Launchers — bringing up a session
Launchers are the host-side glue between the Kenaz Harness and a freshly-booted Sandbox VM. They handle hypervisor bring-up, vsock plumbing, image fetch, and clean teardown when the session ends.
🚧 This page is a stub. Fill in once the launcher binaries stabilize and we've made platform-specific decisions for macOS, Linux, and Windows.

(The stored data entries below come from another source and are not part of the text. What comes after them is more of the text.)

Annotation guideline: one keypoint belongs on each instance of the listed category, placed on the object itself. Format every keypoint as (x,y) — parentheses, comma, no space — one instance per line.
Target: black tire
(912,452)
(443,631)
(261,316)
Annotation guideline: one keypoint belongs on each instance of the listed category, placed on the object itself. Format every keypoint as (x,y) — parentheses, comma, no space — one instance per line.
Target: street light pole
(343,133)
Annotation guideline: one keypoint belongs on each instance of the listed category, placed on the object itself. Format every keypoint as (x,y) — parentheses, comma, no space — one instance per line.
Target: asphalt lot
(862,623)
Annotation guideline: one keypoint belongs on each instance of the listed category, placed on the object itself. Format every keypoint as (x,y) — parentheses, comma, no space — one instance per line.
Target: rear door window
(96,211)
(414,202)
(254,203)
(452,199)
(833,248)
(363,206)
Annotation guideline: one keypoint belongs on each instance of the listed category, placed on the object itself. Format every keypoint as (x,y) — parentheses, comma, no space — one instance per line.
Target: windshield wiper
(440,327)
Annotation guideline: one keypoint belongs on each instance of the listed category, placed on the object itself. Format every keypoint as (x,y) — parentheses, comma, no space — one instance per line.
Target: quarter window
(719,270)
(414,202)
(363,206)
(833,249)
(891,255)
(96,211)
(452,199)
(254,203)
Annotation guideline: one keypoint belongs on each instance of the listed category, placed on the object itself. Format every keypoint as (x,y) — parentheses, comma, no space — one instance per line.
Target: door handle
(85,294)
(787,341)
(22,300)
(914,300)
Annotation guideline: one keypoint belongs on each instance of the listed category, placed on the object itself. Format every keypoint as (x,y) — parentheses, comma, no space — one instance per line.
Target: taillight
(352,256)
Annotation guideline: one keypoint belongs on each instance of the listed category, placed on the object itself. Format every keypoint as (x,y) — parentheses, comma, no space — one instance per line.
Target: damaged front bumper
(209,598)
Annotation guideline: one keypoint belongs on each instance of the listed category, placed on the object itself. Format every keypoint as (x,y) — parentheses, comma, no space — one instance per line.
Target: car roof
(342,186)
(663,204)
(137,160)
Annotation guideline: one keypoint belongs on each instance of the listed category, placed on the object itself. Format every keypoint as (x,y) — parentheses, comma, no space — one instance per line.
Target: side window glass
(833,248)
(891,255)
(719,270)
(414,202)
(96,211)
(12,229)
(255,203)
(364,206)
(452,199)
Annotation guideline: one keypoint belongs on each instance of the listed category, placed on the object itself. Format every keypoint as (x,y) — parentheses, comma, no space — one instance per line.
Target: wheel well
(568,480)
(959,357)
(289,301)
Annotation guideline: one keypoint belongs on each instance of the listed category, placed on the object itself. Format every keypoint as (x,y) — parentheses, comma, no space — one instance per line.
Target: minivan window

Today's launcher (dev loop)
For local development on the kenaz-sandbox repo, launchers live as make
targets:
# Build the image (Linux aarch64 host)
make image-aarch64
# Or, on macOS: download the latest CI-built image
make download-image
# Boot the VM
make run-vm-aarch64
These targets are in
Makefile
in the kenaz-sandbox repo. They're suitable for engineers but not for end
users.
Production launchers (planned)
| Platform | Hypervisor | Status |
|---|---|---|
| macOS (Apple Silicon) | Virtualization.framework | 🚧 planned |
| macOS (Intel) | Virtualization.framework | 🚧 planned |
| Linux (x86_64 + aarch64) | KVM via libvirt or QEMU directly | 🚧 planned |
| Windows | Hyper-V or WHPX-backed QEMU | 🚧 planned |
📝 TODO: document the design once the macOS launcher is decided. Open question: ship a Go binary that calls Virtualization.framework via CGo, or ship a small Swift binary and have the Go harness
execit.
VM lifecycle
A session start looks roughly like this:
- Harness decides a new session is needed (user clicked "New session" in the host UI).
- Harness invokes the launcher with a session ID and any per-session config (which workbench build to load, what tools are allowed, etc.).
- Launcher ensures the SigilOS image is present locally (downloads it if not), allocates a fresh ephemeral disk image, and boots the VM with vsock attached.
- SigilOS boots; greetd autologs in; sway starts; the workbench-app systemd service starts and dials the harness over vsock.
- The user does their work. All workbench ↔ harness traffic flows through that vsock socket.
- Harness signals end-of-session; the launcher gracefully shuts down the VM and unlinks the ephemeral disk.
vsock protocol
The host-VM channel is documented in
docs/vsock-protocol.md
in the kenaz-sandbox repo. Summary: length-prefixed JSON messages, one
TCP-like stream per session, with framed events for tool invocations and
prompts.
Image fetch + caching
📝 TODO: document the on-host image cache (where it lives, how it validates checksum, how it knows when to refresh). Today this is implicit in
make download-image— needs to be productionized.